2.          Registration of the Preferred Stock.  Upon the Effective Date, Section 2(a) of the Registration Rights Agreement is deleted in its entirety and is replaced with the following:

"(a)           Upon receipt of a written request from either of the Remaining Initial Purchasers that the Company register the Preferred Stock, the Company shall prepare and file with the Commission a Registration Statement under the Securities Act relating to the offer and sale of the Registrable Securities and shall use its reasonable best efforts to cause the Commission to declare such Registration Statement to be effective under the Securities Act within ninety (90) days after receipt of such written request, all in accordance with the terms of this Agreement."





3.           Listing of the Preferred Stock..  Upon the Effective Date, Section 3(g) of the Registration Rights Agreement is deleted in its entirety and is replaced with the following:

"(g)   upon the Commission declaring effective any Registration Statement relating to the offer and sale of the Registrable Securities, use its reasonable best efforts to cause the listing of the Preferred Stock on the New York Stock Exchange, Inc. (the "NYSE") or, if the Preferred Stock shall not then be eligible for listing on the NYSE, to apply for listing of the Preferred Stock on the American Stock Exchange, Inc. (the "AMEX") or, if the Preferred Stock shall not then be eligible for listing on the AMEX, to apply for quotation of the Preferred Stock through the National Association of Securities Dealers, Inc.
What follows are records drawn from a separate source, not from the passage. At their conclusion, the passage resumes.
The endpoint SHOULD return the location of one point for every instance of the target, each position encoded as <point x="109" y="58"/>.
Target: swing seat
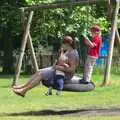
<point x="75" y="85"/>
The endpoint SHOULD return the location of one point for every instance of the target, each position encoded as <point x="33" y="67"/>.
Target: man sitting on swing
<point x="48" y="73"/>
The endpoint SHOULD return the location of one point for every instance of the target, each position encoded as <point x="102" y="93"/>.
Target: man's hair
<point x="70" y="41"/>
<point x="96" y="28"/>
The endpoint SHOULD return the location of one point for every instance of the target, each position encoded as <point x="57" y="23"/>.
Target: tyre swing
<point x="76" y="84"/>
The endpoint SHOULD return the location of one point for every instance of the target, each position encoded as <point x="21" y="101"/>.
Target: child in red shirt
<point x="93" y="51"/>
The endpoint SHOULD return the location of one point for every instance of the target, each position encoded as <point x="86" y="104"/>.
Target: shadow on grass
<point x="77" y="112"/>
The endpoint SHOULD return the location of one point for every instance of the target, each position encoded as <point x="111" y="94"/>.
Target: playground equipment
<point x="27" y="38"/>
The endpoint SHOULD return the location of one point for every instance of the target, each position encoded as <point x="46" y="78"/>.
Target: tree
<point x="9" y="30"/>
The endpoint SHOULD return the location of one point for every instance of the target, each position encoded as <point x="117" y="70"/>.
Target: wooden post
<point x="32" y="53"/>
<point x="30" y="45"/>
<point x="22" y="49"/>
<point x="117" y="37"/>
<point x="112" y="38"/>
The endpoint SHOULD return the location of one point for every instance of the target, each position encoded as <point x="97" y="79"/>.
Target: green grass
<point x="35" y="105"/>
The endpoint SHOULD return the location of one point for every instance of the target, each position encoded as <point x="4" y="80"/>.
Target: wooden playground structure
<point x="113" y="8"/>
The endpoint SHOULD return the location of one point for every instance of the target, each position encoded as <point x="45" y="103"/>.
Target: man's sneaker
<point x="48" y="93"/>
<point x="58" y="93"/>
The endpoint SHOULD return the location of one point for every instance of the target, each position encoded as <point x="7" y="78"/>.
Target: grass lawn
<point x="68" y="106"/>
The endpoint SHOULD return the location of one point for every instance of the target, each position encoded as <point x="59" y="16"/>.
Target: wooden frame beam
<point x="63" y="5"/>
<point x="112" y="39"/>
<point x="22" y="49"/>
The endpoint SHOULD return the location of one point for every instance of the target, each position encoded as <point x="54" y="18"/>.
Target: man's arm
<point x="70" y="69"/>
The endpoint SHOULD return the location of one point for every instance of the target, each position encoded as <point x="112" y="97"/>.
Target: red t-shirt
<point x="95" y="51"/>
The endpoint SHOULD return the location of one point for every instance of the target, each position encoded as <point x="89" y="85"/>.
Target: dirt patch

Automated Quotation System (the date of any such listing, the "Listing Date");"

4.   Miscellaneous.  (a)  The Registration Rights Agreement, as amended by this Amendment, is and shall continue to be in full force and effect and is hereby in all respects ratified and confirmed.  On and after the Effective Date, each reference in the Registration Rights Agreement to "this Agreement", "hereunder", "hereof" or words of like import referring to the Registration Rights Agreement shall be a reference to the Registration Rights Agreement as amended by this Amendment.
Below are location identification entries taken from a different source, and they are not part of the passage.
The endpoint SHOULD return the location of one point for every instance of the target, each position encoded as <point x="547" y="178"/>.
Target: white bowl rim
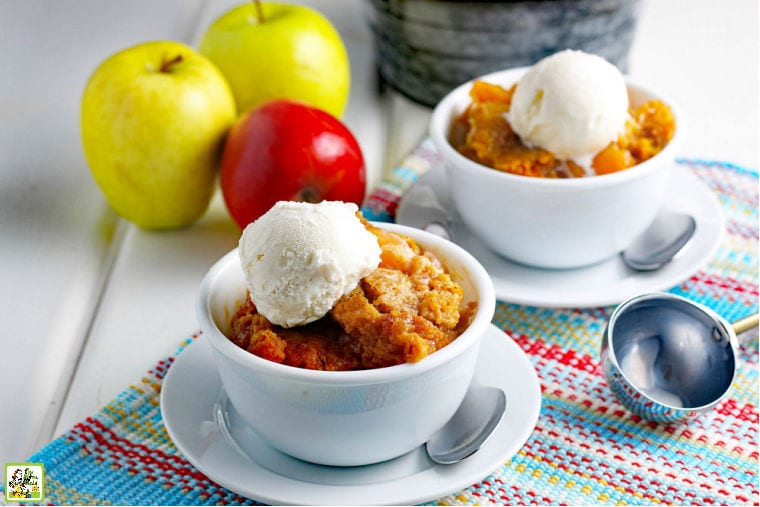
<point x="481" y="319"/>
<point x="440" y="124"/>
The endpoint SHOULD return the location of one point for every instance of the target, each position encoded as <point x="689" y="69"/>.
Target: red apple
<point x="289" y="151"/>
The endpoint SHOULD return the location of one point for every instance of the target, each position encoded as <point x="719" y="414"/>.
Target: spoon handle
<point x="746" y="323"/>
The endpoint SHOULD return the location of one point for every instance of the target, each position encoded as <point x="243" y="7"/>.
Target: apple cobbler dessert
<point x="403" y="310"/>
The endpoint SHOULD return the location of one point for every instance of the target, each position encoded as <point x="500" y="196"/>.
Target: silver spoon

(b)           This Amendment may be executed in any number of counterparts, each of which shall be and shall be taken to be an original, and all such counterparts shall together constitute one and the same instrument.

(c)           This amendment shall be construed in accordance with and governed by the law of the State of New York without giving effect to the conflict of laws principles thereof.





 
THIS SPACE LEFT BLANK
INTENTIONALLY



 
IN WITNESS WHEREOF, the Company and the Remaining Initial Purchasers have caused this Amendment to be executed as of the date first above written.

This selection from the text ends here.